Elle m'enveloppa comme un élastique, me serrant fort, m'aspirant, et je pénétrai dans un espace plein de replis, chaud et glissant...

« Tu te sens beaucoup mieux maintenant ? » taquina Li Yang en observant le sourire radieux de Zhao Ran.

«

Tu es si coquine

!

» Zhao Ran rougit et enfouit son visage dans les bras de Li Yang, n'osant pas lever les yeux. Mais son corps restait enlacé autour de lui, refusant de le lâcher.

Li Yang se débattait, sentant l'humidité ; son pantalon était trempé. La voiture était trop exiguë pour faire de grands mouvements, mais même les plus infimes étaient captivants et enivrants.

Les ébats intenses et stimulants dans la voiture commencèrent, et sous l'effet des vibrations, une lutte acharnée se transforma en une impasse prolongée. Chacun était engagé dans un combat féroce, aucun ne voulant céder…

Après une bonne nuit de travail, la bataille prit fin.

«

Tu es bien maintenant

?

» demanda Li Yang, satisfait, en regardant Zhao Ran étendue dans ses bras. Ses mains glissèrent sur son corps, couvert de fines perles de sueur légèrement parfumées.

« Tu es vraiment méchant ! » dit timidement Zhao Ran en donnant un coup de poing dans la poitrine de Li Yang.

"Haha... Allons-y, je vais t'emmener te calmer !" dit froidement Li Yang.

« Où allons-nous ? » demanda Zhao Ran, perplexe. Elle se sentait incroyablement heureuse d'être simplement dans les bras de Li Yang et ne voulait se soucier de rien d'autre.

« Hmph ! On récolte ce qu'on sème. Puisqu'il a osé te piéger, il va devoir en payer le prix ! » dit Li Yang avec un rictus.

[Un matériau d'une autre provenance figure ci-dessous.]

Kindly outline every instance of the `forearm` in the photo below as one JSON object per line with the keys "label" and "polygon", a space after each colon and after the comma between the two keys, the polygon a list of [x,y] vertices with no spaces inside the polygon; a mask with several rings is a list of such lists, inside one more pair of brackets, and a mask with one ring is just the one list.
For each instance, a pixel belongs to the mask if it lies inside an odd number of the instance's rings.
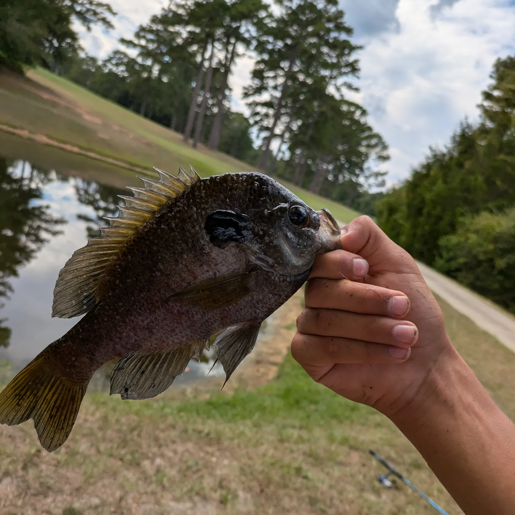
{"label": "forearm", "polygon": [[515,513],[515,425],[453,349],[392,420],[467,515]]}

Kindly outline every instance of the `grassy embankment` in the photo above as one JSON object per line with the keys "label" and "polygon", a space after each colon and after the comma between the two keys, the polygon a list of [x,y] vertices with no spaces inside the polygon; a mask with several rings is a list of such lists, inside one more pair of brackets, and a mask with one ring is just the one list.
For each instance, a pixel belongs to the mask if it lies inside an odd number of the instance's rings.
{"label": "grassy embankment", "polygon": [[[1,125],[147,169],[149,175],[152,166],[176,173],[179,166],[190,164],[204,177],[252,169],[202,145],[194,149],[184,145],[179,133],[43,70],[31,71],[25,78],[0,74]],[[339,220],[350,220],[359,214],[286,185],[314,209],[329,208]]]}
{"label": "grassy embankment", "polygon": [[[441,305],[455,345],[515,418],[515,354]],[[87,396],[70,440],[52,454],[39,448],[31,422],[0,427],[0,512],[434,513],[403,485],[379,485],[384,471],[370,448],[451,515],[461,513],[387,419],[314,383],[290,357],[275,380],[230,397]]]}
{"label": "grassy embankment", "polygon": [[[0,78],[0,121],[146,168],[173,170],[189,162],[204,175],[248,169],[184,147],[179,135],[69,82],[46,73],[31,76],[52,89]],[[70,156],[70,165],[80,166]],[[117,182],[125,180],[120,174]],[[303,198],[315,208],[328,205],[340,219],[352,217],[319,198]],[[515,419],[515,354],[440,304],[458,350]],[[292,334],[291,321],[284,324]],[[387,419],[315,384],[289,357],[275,380],[231,396],[172,389],[123,402],[88,395],[70,440],[52,454],[41,451],[31,422],[0,426],[0,513],[434,513],[404,486],[379,485],[375,478],[384,471],[370,448],[451,515],[460,513]]]}

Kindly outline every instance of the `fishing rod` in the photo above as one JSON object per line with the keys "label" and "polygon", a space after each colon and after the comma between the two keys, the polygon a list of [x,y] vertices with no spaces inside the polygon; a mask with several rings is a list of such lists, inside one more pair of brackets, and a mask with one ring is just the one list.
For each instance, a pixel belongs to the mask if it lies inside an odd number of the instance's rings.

« Hein ? Vous… vous voulez dire le principal ? » Zhao Ran comprit la situation et demanda, surprise. Bien qu'elle détestât elle aussi le principal Wang Ting, elle n'avait ni le courage ni l'envie de s'opposer à lui.

« C’est ça. C’est ce salaud, il ne peut pas s’échapper ! Allez, je sais où il habite, allons chez lui ce soir ! » Li Yang démarra la voiture, qui s’éloigna à toute vitesse.

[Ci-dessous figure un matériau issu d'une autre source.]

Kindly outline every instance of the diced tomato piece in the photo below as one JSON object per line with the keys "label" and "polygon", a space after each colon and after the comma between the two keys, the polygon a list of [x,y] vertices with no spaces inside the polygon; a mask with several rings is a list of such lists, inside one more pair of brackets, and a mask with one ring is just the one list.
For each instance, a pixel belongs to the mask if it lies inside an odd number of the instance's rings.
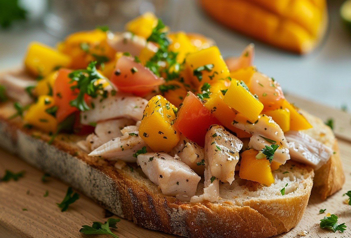
{"label": "diced tomato piece", "polygon": [[211,125],[221,125],[191,92],[179,108],[174,126],[185,136],[200,146],[205,146],[205,136]]}
{"label": "diced tomato piece", "polygon": [[121,92],[142,97],[150,93],[155,87],[164,82],[150,70],[134,59],[121,56],[116,62],[114,73],[110,80]]}
{"label": "diced tomato piece", "polygon": [[68,75],[72,70],[68,69],[60,69],[54,84],[53,96],[55,104],[58,108],[56,118],[59,123],[62,121],[71,113],[78,111],[78,109],[69,105],[69,102],[77,97],[78,90],[72,91],[71,87],[74,84],[70,84],[71,79]]}

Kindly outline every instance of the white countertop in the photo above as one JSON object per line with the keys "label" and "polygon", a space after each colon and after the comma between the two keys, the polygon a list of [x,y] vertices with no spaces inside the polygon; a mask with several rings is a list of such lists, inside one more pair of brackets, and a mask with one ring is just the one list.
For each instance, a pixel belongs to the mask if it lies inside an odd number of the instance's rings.
{"label": "white countertop", "polygon": [[[318,48],[302,56],[229,30],[205,15],[195,1],[179,0],[180,10],[176,13],[177,20],[171,24],[172,30],[198,32],[213,38],[225,57],[238,55],[253,42],[255,64],[260,71],[279,82],[286,93],[336,108],[346,106],[351,110],[351,32],[344,27],[339,16],[342,0],[329,1],[327,34]],[[18,24],[9,30],[0,30],[0,70],[20,65],[31,41],[53,46],[61,40],[47,33],[38,21]]]}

« N'est-ce pas un peu excessif ? » Zhao Ran était elle aussi très enthousiaste, mais une certaine inquiétude subsistait.

« Ce n'est rien. Il n'oserait pas résister ! L'écraser, c'est du gâteau ! » dit Li Yang d'un ton dédaigneux.

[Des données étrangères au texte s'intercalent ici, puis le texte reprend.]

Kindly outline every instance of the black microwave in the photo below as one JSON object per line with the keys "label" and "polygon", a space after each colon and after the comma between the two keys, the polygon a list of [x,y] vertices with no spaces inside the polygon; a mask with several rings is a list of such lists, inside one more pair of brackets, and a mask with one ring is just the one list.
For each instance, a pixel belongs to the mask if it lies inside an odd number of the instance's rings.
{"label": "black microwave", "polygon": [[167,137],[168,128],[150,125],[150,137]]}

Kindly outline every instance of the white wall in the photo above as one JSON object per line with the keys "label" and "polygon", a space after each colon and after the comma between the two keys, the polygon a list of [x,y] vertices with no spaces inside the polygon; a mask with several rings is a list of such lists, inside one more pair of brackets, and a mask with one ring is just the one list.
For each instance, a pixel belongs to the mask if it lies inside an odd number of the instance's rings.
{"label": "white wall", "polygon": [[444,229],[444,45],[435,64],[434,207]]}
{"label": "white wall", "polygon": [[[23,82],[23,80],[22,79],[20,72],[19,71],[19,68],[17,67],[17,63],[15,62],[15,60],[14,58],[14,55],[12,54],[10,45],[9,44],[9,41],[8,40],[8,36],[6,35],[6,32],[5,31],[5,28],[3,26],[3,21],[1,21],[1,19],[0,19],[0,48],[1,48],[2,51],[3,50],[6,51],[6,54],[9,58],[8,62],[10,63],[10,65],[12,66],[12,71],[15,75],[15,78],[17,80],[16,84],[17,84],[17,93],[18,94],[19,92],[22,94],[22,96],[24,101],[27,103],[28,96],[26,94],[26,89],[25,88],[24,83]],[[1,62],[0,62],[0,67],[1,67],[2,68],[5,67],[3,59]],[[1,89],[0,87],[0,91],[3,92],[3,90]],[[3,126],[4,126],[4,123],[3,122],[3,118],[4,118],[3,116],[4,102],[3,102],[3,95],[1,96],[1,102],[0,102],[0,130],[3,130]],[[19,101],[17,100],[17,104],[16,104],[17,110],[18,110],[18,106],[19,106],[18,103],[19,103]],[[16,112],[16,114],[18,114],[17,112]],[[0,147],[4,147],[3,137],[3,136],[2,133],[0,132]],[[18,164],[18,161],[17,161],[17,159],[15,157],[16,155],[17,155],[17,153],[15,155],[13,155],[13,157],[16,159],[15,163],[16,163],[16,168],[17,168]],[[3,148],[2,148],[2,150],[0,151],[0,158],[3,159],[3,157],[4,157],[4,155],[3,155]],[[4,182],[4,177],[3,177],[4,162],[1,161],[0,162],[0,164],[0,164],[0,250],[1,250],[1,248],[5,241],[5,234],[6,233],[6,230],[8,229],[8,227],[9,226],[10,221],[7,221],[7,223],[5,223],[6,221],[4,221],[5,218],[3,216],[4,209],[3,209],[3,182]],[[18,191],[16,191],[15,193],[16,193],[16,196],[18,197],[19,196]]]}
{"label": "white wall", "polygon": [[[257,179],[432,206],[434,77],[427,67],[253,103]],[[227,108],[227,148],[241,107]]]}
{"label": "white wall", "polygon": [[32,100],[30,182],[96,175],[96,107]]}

« Je sais que tu es très capable. Mais tu dois aussi faire attention à ton influence. Tu ne peux pas laisser les gens dire que tu ne respectes pas tes professeurs, sinon je me sentirai coupable ! » conseilla Zhao Ran à Li Yang.

« Ne t'inquiète pas, je suis prêt à porter toute l'infamie pour toi ! C'est le devoir d'un homme ! » déclara Li Yang avec conviction et sans hésitation.

« Frère Li Yang… Je t’aime ! » s’écria Zhao Ran en se jetant dans les bras de Li Yang sans dire un mot de plus.

« Le temps a violé le passé… et a donné naissance à un bâtard nommé mémoire… » Li Yang se mit à chanter une chanson de sa composition. La mélodie était étrange, et il la fredonnait sur le champ.

« Li Yang, quelle chanson chantes-tu ? » demanda Zhao Ran, amusée.

« Je l'ai écrit et réalisé moi-même ! » a déclaré fièrement Li Yang avec un sourire.